Désormais lancée, l'actrice a récité de mémoire son dernier poème et l'a récité avec des accents émouvants à Philipe, qui la regardait la bouche grande ouverte, émerveillé. Nous avons transcrit le texte du poème et le copions ici, fidèlement, sans changer une virgule : "Si du fond de l'âme - s'élève à la lumière de l'infini - une créature, - accueille-la dans ton jardin - pour qu'elle puisse dans les fontaines et sur la tendresse des prés secouer les ténèbres qui pour les fous sont éternelles. Et apercevoir debout dans le temps - la joie - sans peur des murs - car ses pieds portent des ailes". Après un moment d'étonnement, Philipe secoua la tête pensivement. "Voulez-vous que je vous l'explique ?" demande un jeune homme aux cheveux [roux] titiens et aux formes paraboliques. N'ayant pas obtenu de réponse, il a rappelé quelques vers d'un autre poème, qu'il dira peut-être jeudi prochain devant les caméras de "Lascia o raddoppia" [version italienne du jeu Quitte ou Double] : "Quand tu me lâcheras, je te lâcherai. Quand tu te détaches de moi, mille chevaux fous me traînent dans des arènes de verre."

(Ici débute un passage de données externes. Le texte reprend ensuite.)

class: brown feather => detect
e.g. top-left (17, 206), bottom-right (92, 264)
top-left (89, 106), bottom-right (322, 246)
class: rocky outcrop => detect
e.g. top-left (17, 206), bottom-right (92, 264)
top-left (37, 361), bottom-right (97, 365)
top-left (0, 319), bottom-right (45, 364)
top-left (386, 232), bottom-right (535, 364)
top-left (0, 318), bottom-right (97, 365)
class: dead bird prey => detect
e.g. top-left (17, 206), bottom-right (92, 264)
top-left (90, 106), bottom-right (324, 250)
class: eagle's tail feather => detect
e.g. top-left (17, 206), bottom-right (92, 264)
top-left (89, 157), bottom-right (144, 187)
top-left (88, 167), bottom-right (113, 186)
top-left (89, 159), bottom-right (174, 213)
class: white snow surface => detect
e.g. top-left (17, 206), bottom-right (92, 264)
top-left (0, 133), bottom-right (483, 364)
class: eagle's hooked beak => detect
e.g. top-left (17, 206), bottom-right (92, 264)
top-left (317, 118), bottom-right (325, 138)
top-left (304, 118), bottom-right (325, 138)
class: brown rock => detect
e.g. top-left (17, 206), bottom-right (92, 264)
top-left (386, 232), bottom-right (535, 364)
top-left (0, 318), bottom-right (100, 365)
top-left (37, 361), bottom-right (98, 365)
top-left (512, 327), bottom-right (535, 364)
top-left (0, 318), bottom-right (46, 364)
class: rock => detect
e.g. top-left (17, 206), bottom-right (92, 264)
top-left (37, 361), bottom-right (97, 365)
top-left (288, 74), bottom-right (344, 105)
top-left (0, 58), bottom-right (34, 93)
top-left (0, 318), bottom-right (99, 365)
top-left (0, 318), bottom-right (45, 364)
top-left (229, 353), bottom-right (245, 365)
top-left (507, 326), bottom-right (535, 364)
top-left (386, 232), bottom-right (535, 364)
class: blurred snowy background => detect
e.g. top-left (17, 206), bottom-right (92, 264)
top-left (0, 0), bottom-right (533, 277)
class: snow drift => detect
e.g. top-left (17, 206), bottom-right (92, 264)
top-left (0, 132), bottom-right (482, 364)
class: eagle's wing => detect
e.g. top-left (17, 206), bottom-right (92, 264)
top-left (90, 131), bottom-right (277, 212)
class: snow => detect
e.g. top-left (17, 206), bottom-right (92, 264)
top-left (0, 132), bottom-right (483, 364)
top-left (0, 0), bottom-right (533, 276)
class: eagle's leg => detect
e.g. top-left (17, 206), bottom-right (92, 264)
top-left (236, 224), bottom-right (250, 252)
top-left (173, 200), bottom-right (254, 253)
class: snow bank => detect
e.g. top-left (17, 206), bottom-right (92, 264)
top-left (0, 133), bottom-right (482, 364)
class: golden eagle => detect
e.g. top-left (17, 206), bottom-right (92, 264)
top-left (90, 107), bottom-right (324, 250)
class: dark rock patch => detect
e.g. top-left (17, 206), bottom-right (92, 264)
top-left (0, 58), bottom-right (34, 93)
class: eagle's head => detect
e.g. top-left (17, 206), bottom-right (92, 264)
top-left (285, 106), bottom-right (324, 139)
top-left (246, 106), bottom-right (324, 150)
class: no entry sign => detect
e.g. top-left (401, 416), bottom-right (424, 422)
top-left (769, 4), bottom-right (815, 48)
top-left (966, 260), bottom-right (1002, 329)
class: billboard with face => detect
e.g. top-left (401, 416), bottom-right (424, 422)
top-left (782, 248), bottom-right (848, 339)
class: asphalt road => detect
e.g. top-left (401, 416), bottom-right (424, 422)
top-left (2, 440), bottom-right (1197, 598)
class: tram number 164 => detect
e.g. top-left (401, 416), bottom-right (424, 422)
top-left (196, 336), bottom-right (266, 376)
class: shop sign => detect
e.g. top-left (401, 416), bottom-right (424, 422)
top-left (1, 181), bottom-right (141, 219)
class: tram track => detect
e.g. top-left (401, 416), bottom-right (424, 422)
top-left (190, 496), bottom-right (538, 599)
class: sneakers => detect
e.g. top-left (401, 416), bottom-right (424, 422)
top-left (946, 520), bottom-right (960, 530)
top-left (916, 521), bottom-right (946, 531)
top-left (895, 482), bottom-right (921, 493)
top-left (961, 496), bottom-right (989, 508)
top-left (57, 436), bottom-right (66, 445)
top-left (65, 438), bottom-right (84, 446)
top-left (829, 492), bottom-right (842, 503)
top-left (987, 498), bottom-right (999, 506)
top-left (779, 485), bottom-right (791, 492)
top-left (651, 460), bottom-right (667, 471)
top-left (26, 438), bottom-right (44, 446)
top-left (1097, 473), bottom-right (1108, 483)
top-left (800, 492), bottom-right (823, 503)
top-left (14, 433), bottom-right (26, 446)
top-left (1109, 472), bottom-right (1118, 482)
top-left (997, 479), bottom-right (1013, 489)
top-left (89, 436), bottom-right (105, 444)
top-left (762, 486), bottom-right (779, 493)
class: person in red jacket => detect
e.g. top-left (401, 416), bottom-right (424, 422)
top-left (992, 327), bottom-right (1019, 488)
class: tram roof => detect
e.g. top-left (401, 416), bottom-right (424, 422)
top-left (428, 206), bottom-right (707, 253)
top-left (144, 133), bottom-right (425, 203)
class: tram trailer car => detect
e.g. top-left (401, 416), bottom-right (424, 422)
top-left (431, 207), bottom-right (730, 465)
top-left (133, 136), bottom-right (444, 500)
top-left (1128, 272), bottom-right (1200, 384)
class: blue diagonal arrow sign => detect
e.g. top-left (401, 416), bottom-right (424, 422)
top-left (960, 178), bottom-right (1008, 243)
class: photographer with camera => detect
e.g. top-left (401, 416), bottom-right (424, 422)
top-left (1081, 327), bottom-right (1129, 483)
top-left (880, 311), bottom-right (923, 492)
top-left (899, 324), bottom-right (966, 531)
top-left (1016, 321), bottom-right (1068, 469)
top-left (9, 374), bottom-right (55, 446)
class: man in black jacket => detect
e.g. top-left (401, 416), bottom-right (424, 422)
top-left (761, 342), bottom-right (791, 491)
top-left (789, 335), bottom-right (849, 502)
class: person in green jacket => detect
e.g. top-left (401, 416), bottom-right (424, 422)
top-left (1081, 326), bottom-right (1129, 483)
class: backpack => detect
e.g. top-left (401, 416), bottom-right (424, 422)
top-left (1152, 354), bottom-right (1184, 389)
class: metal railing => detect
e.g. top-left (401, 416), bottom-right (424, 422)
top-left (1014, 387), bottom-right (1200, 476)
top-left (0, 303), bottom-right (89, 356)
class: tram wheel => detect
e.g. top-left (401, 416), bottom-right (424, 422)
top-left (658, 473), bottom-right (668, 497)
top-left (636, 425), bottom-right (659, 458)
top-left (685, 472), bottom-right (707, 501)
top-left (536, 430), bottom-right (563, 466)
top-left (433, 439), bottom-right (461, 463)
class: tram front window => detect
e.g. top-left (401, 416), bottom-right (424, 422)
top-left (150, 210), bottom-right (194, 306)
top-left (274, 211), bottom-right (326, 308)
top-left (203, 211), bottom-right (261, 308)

C’est avec la cadence de ces images profondément hermétiques dans ses oreilles que Philipe s'endormit. Pour lui, la fête était terminée. Aimanté par sa présence, les curieux restés sur place ont porté leur attention sur Milo et Claudia Cardinale. (...) » (fac-similé de l’article originel en italien, traduction française d'Emmanuelle Pesqué.)

 

Illustration : Gérard Philipe entre Claudia Cardinale et Sandra Milo après la remise de la médaille d’or © La Stampa.